We use openvpn to grant access to the lab network. Public ssh keys are used to grant access to individual machines.

Locking machines

  • All tests pull their builds from gitbuilder.ceph.com.
  • Anybody can lock machines with teuthology-lock --lock-many NUM --machine-type TYPE.
  • Machines are locked as whoami''@``hostname -s. –owner to choose otherwise.
  • Automated tests current run on the plana; please avoid locking these for personal use.
  • To unlock, please use teuthology-nuke -t list.yaml -r -u, which will reboot and clean up any leftover test state before unlocking (or fail to unlock). It looks for a targets:: section in the yaml, so the regular job yaml will work. You can get a list of all locked machines with teuthology-lock --list-targets.

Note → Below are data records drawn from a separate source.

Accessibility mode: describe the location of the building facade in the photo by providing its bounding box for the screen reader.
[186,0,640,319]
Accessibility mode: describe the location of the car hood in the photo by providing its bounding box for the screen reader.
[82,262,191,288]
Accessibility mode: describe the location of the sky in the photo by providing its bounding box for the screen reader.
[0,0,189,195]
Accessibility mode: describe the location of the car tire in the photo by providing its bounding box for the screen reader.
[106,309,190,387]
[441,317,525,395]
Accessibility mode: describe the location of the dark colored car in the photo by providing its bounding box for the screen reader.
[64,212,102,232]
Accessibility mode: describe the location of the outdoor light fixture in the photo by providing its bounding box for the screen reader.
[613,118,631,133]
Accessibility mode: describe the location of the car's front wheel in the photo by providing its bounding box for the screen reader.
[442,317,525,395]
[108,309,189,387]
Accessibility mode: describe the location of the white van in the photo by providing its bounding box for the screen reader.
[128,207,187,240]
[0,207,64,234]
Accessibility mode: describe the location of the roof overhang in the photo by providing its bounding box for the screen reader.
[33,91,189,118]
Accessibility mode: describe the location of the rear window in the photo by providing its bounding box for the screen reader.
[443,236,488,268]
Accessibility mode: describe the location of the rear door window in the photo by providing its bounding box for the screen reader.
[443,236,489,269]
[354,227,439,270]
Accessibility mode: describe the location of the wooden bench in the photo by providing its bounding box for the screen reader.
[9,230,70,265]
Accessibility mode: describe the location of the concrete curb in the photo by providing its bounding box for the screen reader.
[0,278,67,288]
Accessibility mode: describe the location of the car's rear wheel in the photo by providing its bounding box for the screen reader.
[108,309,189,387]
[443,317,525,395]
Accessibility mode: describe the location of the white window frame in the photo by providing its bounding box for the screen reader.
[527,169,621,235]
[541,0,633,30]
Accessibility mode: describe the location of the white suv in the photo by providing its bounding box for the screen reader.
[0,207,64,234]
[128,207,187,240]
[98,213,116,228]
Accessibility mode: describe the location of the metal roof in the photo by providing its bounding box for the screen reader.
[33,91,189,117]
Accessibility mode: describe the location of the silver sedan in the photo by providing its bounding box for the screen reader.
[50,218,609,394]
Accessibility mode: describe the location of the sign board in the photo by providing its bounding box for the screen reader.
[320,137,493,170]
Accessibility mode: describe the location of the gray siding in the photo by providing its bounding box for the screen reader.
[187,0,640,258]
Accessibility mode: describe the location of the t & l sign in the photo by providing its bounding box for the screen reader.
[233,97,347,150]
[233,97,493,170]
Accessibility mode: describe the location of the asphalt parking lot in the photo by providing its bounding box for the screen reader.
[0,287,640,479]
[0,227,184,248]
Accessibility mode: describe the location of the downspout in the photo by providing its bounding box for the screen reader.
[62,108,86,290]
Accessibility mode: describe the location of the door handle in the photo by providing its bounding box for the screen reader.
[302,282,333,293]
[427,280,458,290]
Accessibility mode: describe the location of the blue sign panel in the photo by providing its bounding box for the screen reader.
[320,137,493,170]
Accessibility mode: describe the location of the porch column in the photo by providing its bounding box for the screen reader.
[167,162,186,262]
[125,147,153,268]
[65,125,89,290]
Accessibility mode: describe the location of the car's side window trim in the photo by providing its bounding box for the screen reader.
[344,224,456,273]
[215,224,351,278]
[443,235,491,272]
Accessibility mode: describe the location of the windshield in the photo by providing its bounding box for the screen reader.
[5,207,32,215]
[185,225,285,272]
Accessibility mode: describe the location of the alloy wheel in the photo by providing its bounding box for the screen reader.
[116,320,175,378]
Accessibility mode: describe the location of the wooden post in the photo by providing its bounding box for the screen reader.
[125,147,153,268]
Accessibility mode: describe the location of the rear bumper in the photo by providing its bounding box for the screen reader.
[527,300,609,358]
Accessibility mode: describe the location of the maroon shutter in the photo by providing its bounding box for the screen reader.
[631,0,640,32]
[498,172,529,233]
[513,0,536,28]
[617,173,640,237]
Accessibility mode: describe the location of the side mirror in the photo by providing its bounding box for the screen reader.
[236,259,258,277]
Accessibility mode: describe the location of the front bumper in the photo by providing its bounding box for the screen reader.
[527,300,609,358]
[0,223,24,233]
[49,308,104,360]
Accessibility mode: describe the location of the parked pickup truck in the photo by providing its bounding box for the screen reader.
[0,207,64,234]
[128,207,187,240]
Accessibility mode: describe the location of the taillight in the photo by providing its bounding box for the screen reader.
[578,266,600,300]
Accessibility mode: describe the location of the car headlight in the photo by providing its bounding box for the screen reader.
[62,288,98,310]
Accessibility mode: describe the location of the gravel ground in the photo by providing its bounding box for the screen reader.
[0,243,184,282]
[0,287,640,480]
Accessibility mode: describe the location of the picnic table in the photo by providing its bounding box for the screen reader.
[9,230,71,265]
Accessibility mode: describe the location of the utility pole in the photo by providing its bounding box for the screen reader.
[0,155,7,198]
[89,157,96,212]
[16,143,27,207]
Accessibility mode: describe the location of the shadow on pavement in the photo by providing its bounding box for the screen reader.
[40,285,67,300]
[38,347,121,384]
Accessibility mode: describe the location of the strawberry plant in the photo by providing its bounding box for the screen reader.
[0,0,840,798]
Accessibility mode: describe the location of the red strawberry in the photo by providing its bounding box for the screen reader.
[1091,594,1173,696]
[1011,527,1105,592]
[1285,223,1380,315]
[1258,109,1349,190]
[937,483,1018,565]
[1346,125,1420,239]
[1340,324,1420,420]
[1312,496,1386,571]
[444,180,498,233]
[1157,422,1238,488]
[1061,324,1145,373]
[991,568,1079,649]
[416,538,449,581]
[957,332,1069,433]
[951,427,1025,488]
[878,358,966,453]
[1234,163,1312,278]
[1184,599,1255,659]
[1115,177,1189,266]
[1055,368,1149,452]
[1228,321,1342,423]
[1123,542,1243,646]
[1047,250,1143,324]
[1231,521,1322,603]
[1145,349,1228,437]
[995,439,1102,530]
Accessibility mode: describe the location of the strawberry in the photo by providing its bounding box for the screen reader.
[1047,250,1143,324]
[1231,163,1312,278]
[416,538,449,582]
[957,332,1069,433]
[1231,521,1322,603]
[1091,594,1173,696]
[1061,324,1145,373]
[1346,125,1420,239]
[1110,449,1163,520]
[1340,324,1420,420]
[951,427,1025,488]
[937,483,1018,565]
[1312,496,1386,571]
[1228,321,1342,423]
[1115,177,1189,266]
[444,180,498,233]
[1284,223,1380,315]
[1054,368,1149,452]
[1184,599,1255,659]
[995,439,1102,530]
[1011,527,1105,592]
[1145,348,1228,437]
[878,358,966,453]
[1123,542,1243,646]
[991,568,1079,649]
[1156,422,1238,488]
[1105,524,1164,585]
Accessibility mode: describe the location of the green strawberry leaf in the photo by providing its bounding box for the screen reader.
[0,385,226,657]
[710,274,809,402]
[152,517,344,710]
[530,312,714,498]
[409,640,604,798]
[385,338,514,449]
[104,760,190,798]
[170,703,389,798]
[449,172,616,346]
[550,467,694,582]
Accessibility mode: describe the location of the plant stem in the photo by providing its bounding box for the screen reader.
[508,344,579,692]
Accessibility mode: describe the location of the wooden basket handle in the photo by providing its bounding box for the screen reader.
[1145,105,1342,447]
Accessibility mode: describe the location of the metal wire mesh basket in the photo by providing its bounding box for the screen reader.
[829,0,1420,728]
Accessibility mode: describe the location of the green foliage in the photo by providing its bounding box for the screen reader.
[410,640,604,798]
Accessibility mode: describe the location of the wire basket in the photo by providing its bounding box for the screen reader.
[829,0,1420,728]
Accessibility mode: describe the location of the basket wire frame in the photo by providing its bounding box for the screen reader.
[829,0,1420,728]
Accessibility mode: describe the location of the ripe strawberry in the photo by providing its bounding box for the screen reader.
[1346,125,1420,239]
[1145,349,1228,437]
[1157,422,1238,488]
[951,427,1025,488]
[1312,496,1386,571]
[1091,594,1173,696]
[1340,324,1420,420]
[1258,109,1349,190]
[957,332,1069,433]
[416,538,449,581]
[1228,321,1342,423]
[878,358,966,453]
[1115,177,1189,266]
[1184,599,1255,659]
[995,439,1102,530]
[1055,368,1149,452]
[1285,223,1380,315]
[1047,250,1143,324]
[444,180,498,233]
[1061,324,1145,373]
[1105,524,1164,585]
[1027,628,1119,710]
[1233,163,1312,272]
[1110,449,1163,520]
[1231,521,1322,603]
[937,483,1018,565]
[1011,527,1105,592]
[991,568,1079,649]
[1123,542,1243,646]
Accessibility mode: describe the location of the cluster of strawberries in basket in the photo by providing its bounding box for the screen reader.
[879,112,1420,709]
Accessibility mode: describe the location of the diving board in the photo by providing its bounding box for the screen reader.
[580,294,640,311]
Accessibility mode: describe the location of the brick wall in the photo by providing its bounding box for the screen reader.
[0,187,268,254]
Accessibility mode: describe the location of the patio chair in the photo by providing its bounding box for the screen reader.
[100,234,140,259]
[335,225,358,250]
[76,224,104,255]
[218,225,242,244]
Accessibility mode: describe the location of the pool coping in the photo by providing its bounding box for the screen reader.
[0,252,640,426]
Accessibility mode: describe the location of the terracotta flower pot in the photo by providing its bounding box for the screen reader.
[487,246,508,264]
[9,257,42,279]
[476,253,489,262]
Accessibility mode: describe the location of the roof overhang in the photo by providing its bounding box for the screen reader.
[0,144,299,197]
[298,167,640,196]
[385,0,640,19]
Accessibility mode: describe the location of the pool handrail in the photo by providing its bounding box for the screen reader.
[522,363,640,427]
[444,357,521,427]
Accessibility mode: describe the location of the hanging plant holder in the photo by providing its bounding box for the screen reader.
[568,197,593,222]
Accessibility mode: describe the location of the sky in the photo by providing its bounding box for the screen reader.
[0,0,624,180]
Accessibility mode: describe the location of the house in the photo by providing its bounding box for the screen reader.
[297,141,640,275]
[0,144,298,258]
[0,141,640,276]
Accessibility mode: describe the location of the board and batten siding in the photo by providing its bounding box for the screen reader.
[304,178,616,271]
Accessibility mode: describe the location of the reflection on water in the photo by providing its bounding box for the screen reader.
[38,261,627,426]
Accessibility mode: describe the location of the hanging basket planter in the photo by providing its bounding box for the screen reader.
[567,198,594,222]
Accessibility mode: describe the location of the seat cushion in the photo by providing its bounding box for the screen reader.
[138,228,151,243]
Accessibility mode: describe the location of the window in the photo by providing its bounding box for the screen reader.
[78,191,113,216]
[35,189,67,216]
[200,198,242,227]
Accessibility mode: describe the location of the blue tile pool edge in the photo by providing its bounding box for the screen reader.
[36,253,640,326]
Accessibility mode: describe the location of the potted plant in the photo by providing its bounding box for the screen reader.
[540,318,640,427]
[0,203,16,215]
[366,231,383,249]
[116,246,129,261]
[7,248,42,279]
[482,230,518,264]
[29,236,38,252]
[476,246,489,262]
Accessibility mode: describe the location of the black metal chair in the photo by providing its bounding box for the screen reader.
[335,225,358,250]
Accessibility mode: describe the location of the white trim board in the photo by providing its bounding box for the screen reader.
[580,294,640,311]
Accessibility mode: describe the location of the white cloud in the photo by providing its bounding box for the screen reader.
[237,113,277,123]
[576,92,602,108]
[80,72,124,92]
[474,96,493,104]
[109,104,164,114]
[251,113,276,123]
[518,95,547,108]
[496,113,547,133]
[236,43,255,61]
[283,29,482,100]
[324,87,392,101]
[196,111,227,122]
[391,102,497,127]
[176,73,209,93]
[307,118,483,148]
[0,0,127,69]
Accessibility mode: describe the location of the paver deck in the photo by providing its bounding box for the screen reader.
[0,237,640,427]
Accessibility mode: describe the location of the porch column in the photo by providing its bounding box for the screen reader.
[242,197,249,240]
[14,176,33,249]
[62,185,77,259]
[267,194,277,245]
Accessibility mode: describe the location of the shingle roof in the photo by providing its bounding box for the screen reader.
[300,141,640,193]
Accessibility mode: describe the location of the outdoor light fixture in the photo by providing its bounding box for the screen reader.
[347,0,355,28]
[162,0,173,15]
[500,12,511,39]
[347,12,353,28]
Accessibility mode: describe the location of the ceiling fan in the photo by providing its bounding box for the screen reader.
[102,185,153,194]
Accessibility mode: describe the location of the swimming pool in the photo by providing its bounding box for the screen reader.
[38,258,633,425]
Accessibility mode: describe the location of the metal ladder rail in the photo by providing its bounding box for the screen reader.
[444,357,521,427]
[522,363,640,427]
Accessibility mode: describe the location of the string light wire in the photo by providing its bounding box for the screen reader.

  • teuthology-lock -a --brief or teuthology-lock --summary to see what is locked and by whom.
  • Be conscientious about scheduling entire qa runs. Coordinate utilization on IRC. Make sure you are running the latest version ceph-qa-suite.git and teuthology.git.
  • Results for scheduled runs appear in /a/$jobname on the teuthology machine.